At best, even if the system does what it does perfectly, it's still a classic
"diffusion of innovation" (1) problem where you have multiple stakeholders
with wildly varying levels of acceptance. This is always challenging. As those
of you who make a living at this stuff recommend, it's better to go 100% with
the ERP's way and not customize. Well, that can be extremely difficult or
impossible in an environment filled with stubborn beancounter/battle-axe
personalities.

Most importantly, however, the people who make the purchasing and sign-off
decisions ARE NOT the ones who use the thing.

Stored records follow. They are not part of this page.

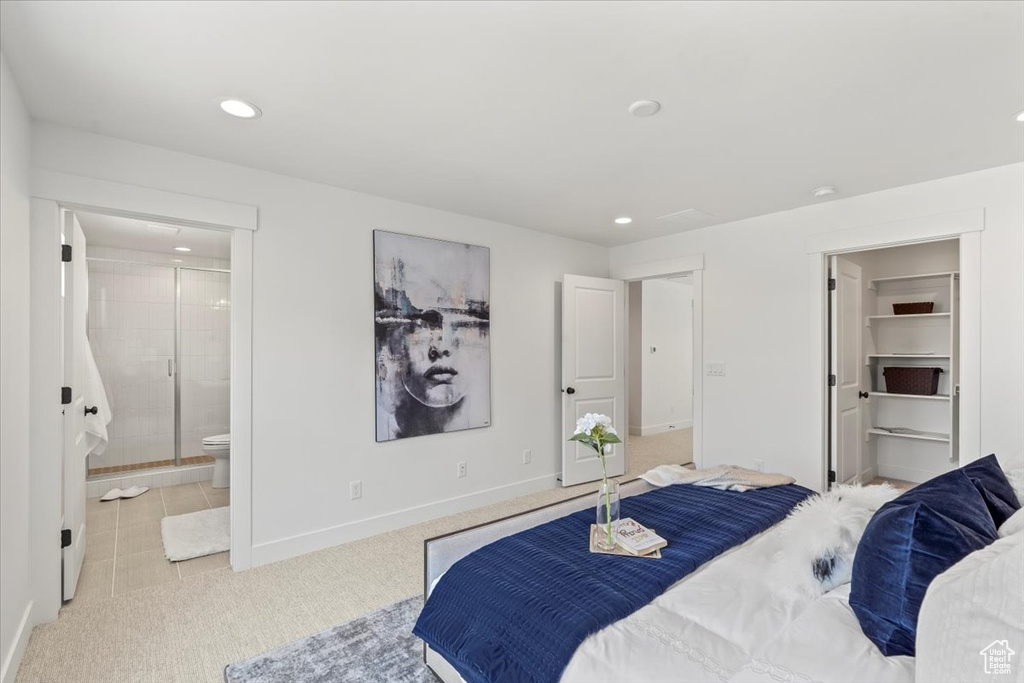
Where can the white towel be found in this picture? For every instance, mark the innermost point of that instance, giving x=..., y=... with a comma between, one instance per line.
x=93, y=392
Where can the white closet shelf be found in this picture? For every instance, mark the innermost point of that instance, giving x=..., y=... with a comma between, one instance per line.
x=924, y=436
x=872, y=284
x=916, y=396
x=907, y=316
x=936, y=356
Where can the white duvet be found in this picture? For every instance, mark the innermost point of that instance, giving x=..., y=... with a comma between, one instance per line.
x=733, y=620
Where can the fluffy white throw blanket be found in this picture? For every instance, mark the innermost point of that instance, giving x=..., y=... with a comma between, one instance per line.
x=726, y=477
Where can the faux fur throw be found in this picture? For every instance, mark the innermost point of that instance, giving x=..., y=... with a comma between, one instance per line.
x=725, y=477
x=818, y=540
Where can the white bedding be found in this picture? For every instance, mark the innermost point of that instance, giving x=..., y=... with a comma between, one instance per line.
x=733, y=620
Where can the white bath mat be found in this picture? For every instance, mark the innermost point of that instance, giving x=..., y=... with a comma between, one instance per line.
x=197, y=534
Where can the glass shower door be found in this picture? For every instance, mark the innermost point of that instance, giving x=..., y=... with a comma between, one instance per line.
x=204, y=351
x=131, y=330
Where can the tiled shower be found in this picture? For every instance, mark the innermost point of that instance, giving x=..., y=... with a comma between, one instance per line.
x=159, y=327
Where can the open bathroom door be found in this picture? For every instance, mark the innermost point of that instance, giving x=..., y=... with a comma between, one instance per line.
x=75, y=319
x=593, y=371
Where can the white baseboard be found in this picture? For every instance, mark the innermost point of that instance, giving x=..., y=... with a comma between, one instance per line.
x=12, y=657
x=273, y=551
x=668, y=426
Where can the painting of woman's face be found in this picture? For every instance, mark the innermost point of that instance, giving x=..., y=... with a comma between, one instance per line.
x=432, y=322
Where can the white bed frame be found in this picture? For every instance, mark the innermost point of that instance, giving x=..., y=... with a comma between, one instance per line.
x=443, y=551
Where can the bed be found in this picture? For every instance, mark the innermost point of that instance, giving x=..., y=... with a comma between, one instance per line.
x=730, y=620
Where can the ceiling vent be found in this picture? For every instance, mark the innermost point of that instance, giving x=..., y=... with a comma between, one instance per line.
x=687, y=218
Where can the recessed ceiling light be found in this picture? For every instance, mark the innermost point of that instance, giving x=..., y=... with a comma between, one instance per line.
x=240, y=108
x=163, y=229
x=644, y=108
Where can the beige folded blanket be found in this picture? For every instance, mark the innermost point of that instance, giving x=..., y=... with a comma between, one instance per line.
x=726, y=477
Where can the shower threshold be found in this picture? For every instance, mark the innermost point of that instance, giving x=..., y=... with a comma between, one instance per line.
x=134, y=467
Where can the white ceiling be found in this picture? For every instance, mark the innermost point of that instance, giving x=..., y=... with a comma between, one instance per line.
x=101, y=230
x=517, y=111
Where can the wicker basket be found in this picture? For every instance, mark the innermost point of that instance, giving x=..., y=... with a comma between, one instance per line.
x=912, y=307
x=918, y=381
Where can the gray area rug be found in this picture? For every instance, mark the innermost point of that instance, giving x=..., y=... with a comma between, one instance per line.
x=377, y=647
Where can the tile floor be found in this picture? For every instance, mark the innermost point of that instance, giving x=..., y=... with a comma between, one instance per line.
x=124, y=549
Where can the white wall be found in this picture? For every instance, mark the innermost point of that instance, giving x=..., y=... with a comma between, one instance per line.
x=313, y=347
x=635, y=361
x=14, y=167
x=668, y=372
x=756, y=316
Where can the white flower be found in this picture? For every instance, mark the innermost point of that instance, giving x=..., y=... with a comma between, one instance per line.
x=587, y=423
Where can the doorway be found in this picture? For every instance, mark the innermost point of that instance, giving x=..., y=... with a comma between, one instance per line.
x=152, y=366
x=894, y=361
x=660, y=371
x=595, y=373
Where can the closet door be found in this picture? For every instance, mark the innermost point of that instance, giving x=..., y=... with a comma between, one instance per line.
x=847, y=369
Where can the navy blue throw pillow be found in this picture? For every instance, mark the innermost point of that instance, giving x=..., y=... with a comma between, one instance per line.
x=908, y=543
x=991, y=481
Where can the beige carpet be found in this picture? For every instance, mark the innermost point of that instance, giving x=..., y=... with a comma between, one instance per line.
x=189, y=630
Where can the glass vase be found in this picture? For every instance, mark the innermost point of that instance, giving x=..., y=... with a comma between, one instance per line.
x=607, y=514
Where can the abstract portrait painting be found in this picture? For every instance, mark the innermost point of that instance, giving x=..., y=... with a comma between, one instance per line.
x=432, y=324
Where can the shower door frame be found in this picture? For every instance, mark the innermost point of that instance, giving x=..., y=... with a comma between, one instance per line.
x=176, y=363
x=51, y=191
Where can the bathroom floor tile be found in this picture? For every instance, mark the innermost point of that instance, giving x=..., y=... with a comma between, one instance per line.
x=142, y=570
x=172, y=494
x=103, y=519
x=139, y=539
x=98, y=547
x=219, y=498
x=185, y=505
x=94, y=582
x=207, y=485
x=139, y=511
x=200, y=565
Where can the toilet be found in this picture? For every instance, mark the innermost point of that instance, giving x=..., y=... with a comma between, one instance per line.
x=220, y=447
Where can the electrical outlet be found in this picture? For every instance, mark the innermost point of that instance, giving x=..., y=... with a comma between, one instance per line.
x=715, y=369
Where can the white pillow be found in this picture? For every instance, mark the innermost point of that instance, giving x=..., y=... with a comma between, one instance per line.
x=973, y=607
x=819, y=538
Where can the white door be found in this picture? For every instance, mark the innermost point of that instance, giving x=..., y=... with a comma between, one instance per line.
x=593, y=371
x=75, y=282
x=847, y=366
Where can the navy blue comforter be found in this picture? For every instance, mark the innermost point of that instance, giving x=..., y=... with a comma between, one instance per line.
x=518, y=608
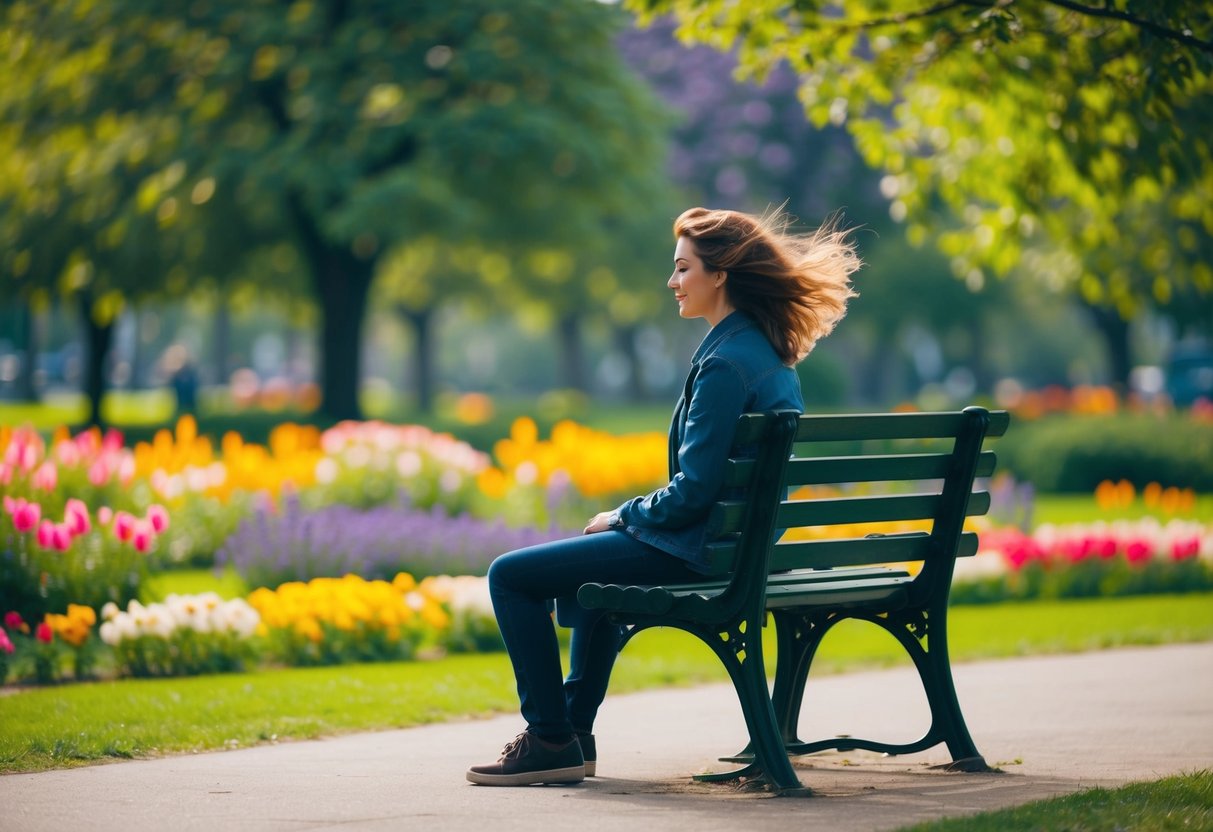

There are going to be problems
and those problems will not usually bubble back up to the consultant/vendor.
People will just have their noses pushed to the grindstone until the job gets
done-- never mind the tedium, never mind the countless little mistakes. New
people don't get trained, they just get put in front of the the thing to hunt
and peck through it, sometimes with the assistance of a surly veteran of the
system, sometimes with no one to help them. There are thousands upon thousands
of people sitting in cubicles right now using Oracle EBS with it's horrible
grey java applet UI and ridiculous inscrutable query functionality. They've
been sitting there suffering it since the 90's. Who listens to their screams?
Not Oracle, not exec that bought the thing! Or maybe they're silent and
they've resigned themselves to their fate?

(1)
[https://en.wikipedia.org/wiki/Diffusion_of_innovations](https://en.wikipedia.org/wiki/Diffusion_of_innovations)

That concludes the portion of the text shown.